Un pettirosso farà primavera?

Non credo di essere persona particolarmente vanitosa, ma ho le mie debolezze: una di queste è pregiarmi di essere un accanito lettore e un non meno accanito accumulatore di libri. Più o meno fondata che fosse in origine questa vanteria, oggi sarebbe certamente impropria, giacché negli ultimi tempi il mio ritmo di lettura è calato drammaticamente.

Comunque sia, non essendo ahimè tale minore attività di lettura parallelamente seguita da una commisurata riduzione dei volumi in entrata, regalarmi libri rimane un’attività rischiosa, che spesso porta a sorrisi di circostanza e doppioni nelle mie affollate librerie.

Eppure ci sono alcune, pochissime, persone che, regalandomi – peraltro con impassibile nonchalance – libri, centrano sistematicamente le (in effetti vastissime) lacune della mia cultura letteraria, aprendomi nuove vie ma al contempo cogliendo il cuore delle mie passioni e delle mie simpatie.

Alcuni mesi fa (ve l’ho detto che sto leggendo pochissimo) una di queste persone mi ha regalato Il coraggio del pettirosso di Maurizio Maggiani, prolifico autore che colpevolmente ignoravo.

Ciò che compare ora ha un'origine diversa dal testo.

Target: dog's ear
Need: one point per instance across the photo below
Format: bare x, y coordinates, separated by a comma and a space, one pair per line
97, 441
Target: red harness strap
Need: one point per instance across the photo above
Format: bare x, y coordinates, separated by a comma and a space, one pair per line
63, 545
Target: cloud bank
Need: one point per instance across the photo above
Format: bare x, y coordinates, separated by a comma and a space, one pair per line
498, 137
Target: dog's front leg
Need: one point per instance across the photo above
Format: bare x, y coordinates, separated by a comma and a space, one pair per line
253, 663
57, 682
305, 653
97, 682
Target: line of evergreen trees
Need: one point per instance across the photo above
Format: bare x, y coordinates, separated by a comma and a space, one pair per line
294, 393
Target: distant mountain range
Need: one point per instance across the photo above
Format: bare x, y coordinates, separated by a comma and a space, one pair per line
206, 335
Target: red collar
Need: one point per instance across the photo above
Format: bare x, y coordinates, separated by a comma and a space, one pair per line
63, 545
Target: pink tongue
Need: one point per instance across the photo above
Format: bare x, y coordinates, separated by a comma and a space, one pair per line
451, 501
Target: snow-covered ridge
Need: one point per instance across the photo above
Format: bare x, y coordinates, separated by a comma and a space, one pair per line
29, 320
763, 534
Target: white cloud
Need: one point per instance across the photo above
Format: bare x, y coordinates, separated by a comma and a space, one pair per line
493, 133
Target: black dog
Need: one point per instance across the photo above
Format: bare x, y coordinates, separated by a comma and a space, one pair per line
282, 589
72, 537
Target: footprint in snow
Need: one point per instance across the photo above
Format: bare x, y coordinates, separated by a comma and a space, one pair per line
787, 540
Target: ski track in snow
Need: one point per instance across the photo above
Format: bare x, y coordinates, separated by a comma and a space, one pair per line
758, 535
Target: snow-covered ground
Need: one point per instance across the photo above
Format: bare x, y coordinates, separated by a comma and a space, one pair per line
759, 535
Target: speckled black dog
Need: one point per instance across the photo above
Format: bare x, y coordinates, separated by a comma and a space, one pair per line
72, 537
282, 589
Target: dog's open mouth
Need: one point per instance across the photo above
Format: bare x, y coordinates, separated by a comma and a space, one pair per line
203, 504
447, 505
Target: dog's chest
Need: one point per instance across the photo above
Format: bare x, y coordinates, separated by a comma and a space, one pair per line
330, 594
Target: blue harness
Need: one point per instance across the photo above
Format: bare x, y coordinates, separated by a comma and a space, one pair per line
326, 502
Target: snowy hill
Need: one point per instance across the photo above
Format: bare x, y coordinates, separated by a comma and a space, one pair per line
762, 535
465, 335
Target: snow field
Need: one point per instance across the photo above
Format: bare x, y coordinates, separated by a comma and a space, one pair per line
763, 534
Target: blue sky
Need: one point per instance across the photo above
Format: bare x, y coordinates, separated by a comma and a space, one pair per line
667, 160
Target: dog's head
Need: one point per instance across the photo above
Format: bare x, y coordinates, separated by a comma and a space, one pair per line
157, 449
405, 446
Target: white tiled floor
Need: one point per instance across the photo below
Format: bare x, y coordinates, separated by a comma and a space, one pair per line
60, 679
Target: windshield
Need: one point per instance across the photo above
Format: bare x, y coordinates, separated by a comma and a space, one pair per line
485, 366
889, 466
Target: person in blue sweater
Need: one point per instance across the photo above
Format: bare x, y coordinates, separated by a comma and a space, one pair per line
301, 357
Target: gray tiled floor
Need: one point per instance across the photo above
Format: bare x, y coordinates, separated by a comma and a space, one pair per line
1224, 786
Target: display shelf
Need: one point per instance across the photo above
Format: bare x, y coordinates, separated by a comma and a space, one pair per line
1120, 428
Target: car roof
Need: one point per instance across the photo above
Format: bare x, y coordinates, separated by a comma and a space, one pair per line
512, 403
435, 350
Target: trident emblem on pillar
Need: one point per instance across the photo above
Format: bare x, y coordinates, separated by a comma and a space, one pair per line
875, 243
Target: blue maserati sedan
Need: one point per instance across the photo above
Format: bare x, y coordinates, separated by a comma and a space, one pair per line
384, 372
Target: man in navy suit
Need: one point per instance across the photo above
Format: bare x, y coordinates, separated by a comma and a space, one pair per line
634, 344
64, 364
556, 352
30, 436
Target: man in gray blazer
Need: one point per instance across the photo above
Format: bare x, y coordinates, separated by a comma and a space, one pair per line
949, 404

Non un pettirosso, ma un Red-winged Blackbird
 (Agelaius phoeniceus) sulle rive del Lac Deaschênes di Ottawa

Il libro – che credo sia passato, prima di giungere a me, da diverse mani, e questo è quantomai coerente con la sua natura – non è dei più facili da affrontare, ma mi ha conquistato pagina dopo pagina. I temi sono l’inventario preciso delle mie passioni: le vicende delle eresie e delle riforme, che ricordano gli amatissimi Eco o Luther Blissett; la letteratura romantica degli eroi minori di rivoluzioni mai avvenute, che mi ha riportato a tante letture centroamericane; la passione per la scrittura e l’espediente narrativo del romanzo nel romanzo. E soprattutto la fiducia nel potere salvifico del raccontare.

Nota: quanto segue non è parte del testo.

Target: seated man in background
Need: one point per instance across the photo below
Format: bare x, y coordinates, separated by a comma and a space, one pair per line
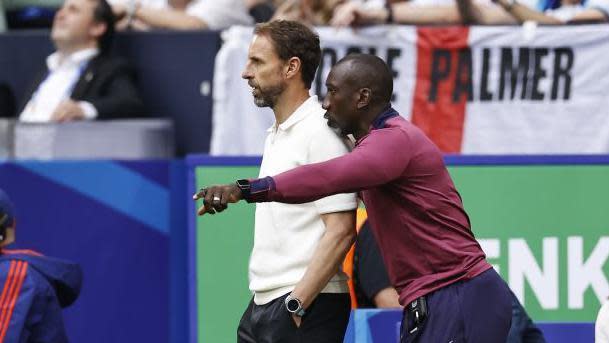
373, 288
34, 288
181, 14
82, 80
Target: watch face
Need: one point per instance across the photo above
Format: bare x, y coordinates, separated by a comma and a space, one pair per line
293, 305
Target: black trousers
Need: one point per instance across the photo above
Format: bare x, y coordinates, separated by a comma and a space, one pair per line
325, 321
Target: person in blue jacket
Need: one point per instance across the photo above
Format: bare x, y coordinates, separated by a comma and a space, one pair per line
35, 288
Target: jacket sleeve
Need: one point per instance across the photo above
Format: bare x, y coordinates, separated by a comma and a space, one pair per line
378, 159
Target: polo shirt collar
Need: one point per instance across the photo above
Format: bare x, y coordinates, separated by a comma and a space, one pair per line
301, 112
382, 118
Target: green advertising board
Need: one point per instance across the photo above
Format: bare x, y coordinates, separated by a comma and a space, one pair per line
545, 228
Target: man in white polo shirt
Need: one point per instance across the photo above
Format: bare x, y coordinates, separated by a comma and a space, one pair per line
300, 293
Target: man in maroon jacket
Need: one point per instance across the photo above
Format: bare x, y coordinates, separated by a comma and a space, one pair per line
449, 290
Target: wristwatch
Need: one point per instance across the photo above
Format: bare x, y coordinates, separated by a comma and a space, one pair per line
294, 306
245, 187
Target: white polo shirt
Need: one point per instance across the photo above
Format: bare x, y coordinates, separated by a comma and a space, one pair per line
286, 235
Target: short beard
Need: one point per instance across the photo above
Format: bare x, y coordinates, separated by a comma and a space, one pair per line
269, 96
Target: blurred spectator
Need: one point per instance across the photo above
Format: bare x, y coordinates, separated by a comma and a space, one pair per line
357, 13
513, 11
309, 12
373, 289
83, 81
195, 15
602, 324
35, 288
260, 10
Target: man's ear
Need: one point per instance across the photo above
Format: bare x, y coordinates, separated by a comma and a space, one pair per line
293, 67
98, 30
364, 97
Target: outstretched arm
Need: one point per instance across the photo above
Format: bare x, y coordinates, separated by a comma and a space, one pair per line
379, 159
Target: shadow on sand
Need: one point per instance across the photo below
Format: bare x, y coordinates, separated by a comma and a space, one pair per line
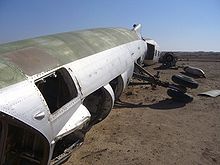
166, 104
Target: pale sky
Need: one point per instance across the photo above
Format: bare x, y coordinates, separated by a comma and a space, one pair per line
179, 25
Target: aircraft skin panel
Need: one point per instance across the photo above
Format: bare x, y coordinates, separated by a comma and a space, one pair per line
114, 61
62, 48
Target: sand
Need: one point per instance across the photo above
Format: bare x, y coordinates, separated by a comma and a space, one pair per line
151, 128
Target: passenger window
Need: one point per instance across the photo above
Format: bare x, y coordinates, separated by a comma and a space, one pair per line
57, 89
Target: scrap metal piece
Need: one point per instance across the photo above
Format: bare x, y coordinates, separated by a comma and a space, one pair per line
212, 93
194, 71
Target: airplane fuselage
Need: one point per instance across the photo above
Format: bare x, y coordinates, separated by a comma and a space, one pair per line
54, 88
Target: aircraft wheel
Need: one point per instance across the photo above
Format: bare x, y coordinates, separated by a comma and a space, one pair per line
179, 96
185, 81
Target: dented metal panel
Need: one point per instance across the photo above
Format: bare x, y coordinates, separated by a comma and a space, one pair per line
30, 56
31, 60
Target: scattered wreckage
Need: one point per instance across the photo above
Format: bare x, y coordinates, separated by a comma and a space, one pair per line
54, 88
194, 71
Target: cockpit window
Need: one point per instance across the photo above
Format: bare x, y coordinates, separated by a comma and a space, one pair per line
57, 89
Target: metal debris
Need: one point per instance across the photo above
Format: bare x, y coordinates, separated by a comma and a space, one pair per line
194, 71
212, 93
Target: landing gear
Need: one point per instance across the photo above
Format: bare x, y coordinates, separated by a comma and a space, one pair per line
176, 90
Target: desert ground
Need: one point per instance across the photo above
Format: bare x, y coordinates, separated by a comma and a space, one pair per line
148, 127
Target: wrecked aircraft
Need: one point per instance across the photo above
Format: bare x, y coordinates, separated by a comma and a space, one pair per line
54, 88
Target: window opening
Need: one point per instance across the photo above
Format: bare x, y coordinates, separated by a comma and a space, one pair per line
57, 89
150, 52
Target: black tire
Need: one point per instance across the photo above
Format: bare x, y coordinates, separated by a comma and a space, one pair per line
169, 58
185, 81
179, 96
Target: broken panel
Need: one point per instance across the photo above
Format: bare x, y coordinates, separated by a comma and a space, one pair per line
57, 89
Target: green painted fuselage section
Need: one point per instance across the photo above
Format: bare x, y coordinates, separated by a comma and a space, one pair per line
21, 59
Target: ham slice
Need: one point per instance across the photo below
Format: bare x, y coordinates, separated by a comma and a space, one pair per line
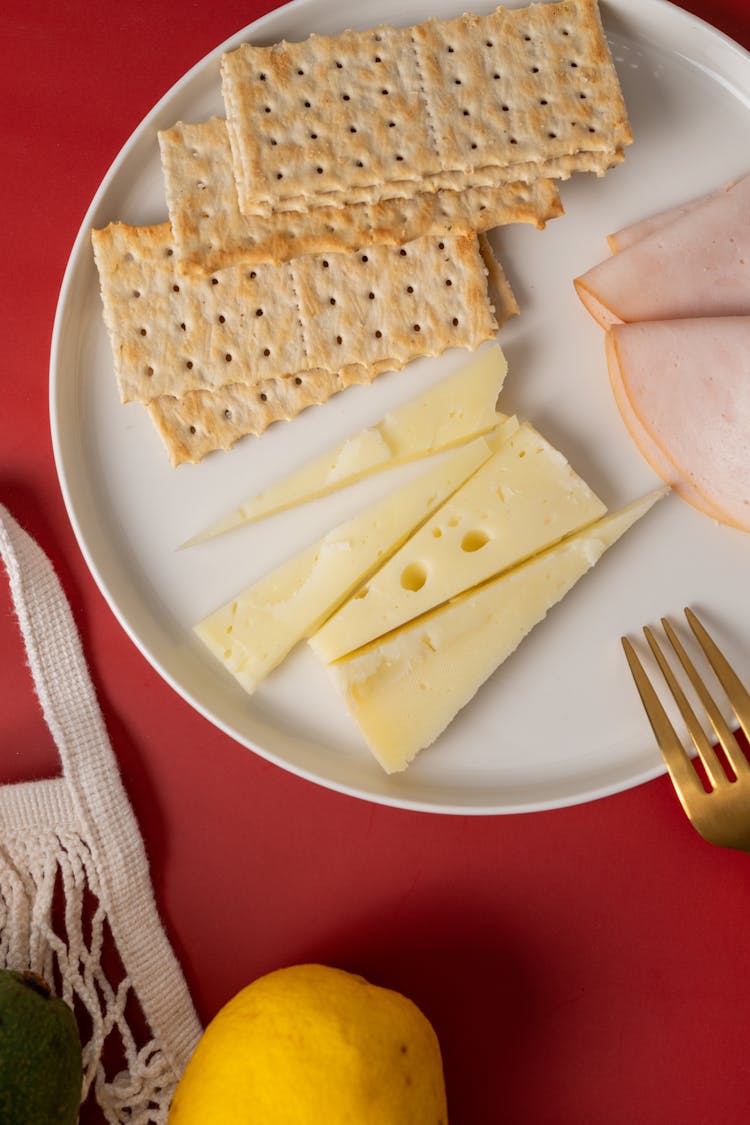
697, 264
625, 237
683, 388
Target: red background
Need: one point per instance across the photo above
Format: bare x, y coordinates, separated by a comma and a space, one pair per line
583, 965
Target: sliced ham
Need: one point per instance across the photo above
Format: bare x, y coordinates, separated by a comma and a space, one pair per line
625, 237
698, 264
683, 388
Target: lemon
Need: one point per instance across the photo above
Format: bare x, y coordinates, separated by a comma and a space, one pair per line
314, 1045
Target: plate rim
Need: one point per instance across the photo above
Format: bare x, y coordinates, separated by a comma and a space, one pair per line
631, 9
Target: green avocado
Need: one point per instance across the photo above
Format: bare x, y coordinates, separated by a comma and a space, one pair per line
41, 1068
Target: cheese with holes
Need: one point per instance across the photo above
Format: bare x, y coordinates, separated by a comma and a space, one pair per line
404, 690
458, 408
253, 632
525, 497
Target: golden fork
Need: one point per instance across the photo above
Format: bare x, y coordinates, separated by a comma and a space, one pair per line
720, 810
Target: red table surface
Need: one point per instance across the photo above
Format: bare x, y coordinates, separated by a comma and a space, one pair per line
581, 965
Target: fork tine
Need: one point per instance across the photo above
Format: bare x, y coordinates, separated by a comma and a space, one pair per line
734, 755
684, 777
735, 690
706, 752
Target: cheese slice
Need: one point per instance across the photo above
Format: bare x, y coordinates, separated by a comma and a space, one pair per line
404, 690
253, 632
458, 408
521, 501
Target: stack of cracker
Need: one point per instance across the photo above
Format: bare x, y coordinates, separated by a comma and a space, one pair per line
333, 226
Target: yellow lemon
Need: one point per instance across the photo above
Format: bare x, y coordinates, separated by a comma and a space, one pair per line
313, 1045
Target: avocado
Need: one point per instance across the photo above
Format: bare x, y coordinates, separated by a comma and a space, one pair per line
41, 1065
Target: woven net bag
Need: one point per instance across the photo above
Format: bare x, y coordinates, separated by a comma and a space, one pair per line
75, 898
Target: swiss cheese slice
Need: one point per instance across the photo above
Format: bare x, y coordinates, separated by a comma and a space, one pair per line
404, 690
458, 408
525, 497
253, 632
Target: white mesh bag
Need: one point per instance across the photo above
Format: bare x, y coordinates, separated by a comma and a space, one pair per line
75, 898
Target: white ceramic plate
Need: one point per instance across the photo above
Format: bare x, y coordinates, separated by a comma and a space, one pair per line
560, 722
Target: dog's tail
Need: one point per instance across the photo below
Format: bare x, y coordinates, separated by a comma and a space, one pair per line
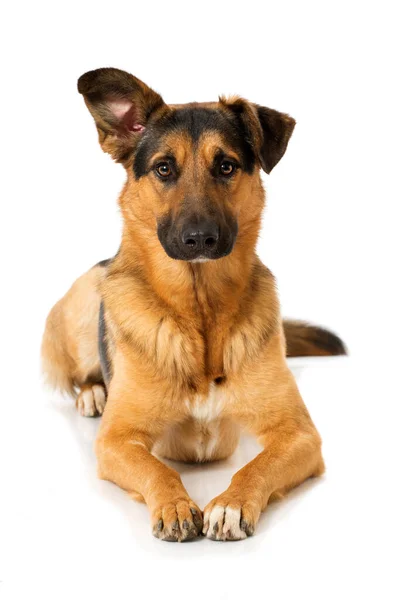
303, 339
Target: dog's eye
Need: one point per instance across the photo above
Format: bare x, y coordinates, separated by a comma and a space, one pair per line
163, 170
227, 168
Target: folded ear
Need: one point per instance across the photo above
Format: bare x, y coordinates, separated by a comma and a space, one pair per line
121, 106
267, 130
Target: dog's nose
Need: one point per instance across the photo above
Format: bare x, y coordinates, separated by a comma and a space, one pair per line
201, 236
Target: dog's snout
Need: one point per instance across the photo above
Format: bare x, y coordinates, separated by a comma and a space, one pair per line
201, 236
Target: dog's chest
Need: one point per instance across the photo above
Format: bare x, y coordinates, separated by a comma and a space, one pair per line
207, 408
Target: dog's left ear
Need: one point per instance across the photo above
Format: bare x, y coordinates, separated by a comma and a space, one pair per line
267, 130
121, 106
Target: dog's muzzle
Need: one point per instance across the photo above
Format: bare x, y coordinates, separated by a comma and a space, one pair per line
197, 239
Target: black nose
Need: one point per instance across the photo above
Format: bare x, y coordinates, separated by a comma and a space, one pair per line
200, 236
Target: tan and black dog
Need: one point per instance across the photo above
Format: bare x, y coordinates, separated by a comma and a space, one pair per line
181, 330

E poi c’è questa ardita, ma sorprendentemente convincente, interferenza tra religiosità popolare e ideali anarchici – una tensione profonda e inquieta che mi ha davvero fatto pensare.

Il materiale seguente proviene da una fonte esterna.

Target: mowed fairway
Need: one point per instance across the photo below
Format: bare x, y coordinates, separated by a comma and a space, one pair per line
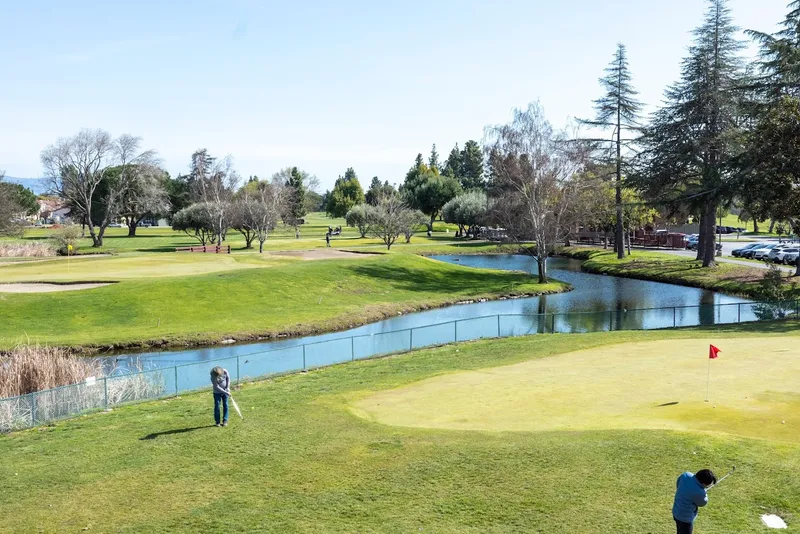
301, 461
243, 296
655, 385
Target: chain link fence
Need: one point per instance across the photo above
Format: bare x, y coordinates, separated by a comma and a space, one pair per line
43, 407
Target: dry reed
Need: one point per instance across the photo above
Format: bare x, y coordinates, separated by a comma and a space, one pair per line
29, 368
26, 250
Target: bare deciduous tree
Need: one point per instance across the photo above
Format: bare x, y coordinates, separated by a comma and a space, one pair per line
534, 189
9, 210
78, 171
391, 219
213, 183
258, 210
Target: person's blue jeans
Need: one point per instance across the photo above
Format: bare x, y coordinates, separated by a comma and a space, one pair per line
684, 528
220, 397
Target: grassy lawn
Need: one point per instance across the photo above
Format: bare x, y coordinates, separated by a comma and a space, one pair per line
248, 297
312, 235
660, 267
302, 461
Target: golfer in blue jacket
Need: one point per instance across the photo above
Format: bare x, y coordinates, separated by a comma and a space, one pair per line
221, 383
689, 496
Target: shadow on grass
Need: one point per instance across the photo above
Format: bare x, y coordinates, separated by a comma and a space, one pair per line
175, 431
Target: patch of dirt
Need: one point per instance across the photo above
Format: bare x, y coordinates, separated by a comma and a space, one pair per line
37, 287
321, 254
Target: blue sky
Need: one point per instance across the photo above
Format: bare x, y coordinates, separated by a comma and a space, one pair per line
321, 85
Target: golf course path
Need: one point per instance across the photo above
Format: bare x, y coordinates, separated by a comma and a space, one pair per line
654, 385
48, 288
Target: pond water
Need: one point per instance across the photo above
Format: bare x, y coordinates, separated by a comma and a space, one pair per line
597, 303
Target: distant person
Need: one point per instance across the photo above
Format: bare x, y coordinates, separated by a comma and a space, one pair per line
221, 383
690, 494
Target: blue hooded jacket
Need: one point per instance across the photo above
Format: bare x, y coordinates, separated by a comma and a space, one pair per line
689, 495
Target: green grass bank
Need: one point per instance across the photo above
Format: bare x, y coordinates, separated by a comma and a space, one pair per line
300, 461
672, 269
253, 299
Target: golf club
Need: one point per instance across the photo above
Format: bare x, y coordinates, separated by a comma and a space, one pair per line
723, 478
235, 406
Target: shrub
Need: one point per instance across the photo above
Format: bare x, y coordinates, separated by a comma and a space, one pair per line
26, 250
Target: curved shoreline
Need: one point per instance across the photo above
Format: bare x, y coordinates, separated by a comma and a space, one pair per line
743, 281
326, 327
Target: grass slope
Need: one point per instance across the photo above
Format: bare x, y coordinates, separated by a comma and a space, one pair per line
293, 297
660, 267
301, 462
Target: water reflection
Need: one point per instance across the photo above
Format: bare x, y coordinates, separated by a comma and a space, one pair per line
597, 303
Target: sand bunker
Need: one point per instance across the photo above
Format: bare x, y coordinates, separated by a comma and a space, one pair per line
321, 254
48, 288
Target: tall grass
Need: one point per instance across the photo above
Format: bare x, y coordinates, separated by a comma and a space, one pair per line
26, 250
29, 368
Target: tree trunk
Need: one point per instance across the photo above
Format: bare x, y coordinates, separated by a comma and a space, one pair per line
628, 233
701, 240
542, 262
709, 247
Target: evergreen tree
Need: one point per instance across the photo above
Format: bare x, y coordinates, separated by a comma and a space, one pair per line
347, 192
452, 166
690, 148
471, 167
298, 200
780, 58
433, 160
619, 110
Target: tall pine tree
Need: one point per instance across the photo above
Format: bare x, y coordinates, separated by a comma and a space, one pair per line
691, 145
619, 110
452, 166
433, 160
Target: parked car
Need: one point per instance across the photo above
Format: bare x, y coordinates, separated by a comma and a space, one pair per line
761, 253
773, 254
781, 254
790, 258
737, 252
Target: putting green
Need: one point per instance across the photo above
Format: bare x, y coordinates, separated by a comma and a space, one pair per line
132, 266
755, 387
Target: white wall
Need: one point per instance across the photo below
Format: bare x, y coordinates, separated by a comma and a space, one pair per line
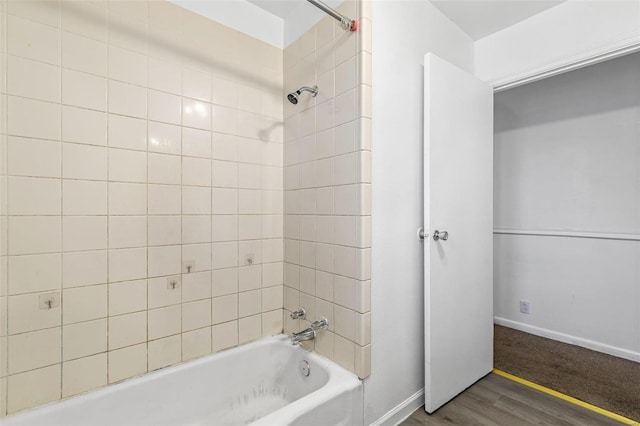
242, 16
567, 163
403, 32
559, 36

Saverio Pascale e il Pascal suo supposto antenato hanno così raggiunto Guglielmo da Baskerville e Adso da Melk, Gert Dal Pozzo, Mattias Tannhauser, Tyll e gli altri strampalati antieroi dei non meno irregolari romanzi storici che occupano una delle mensole preferite della mia libreria dell’anima.

Insomma: il coraggio del pettirosso è un libro che si prende il suo tempo, e che chiede tempo e attenzione a chi lo legge. Ma se ci si lascia portare, si viene accolti nelle storie che contiene e, anche chiuso con una certa riluttanza il libro, i suoi personaggi continuano a farsi sentire, come una voce lontana ma tenace – o come il canto di un pettirosso in inverno. E chissà mai che, in questo tempo gramo di poche letture, questo pettirosso non faccia davvero primavera.